“Splendid! Extraordinary! Are you making money? Do the folks appreciate a good periodical—paper is the commoner term?”

“Some d-does and some doesn’t,” says Mark.

“Ha! Not going as well as would be wished. Talk it over with Zadok. Tell Zadok your troubles. Maybe there will be a resultant benefit. Good words, those. Another man would say that maybe good would come of it, but Zadok Biggs has seen life and studied life, and he knows words. Perhaps I will be able to point out an opportunity. Opportunities are my specialty.”

“You b-bet they are,” says Mark, and I agreed with him, for Zadok had helped us out more than once before.
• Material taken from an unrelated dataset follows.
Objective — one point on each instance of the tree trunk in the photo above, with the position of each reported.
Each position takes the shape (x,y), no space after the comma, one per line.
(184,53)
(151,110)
“Opportunity!” says Zadok. “A fine word and means a fine thing. What is an opportunity? Means something like a chance, only better. An opportunity is something you take hold of and hang onto and it leads you ahead. Always ahead. Opportunities never hold you back. Some folks say there aren’t opportunities, but they don’t know. If they rode all over the State on top of my wagon they would know. I know. I see ’em. Everywhere I see opportunities, and I see folks missing them. Yes, sir, missing opportunities that would make something of them. Why? Because they’re lazy, or because they want somebody to help them instead of helping themselves, or because they haven’t eyes to see. But I don’t take much stock in that. Anybody has eyes to see. What they lack is ambition to git up and hustle. Am I right?”

“You are,” says Mark.

“Marcus Aurelius Fortunatus Tidd does not let his opportunities slip. I have seen him catch them by the tail. Oh, many times I have seen him, and Binney, too, and Plunk and Tallow. Don’t be impatient. While I talk I think, I look about to see if there is an opportunity running at large. An opportunity for boys running a newspaper. Ha!”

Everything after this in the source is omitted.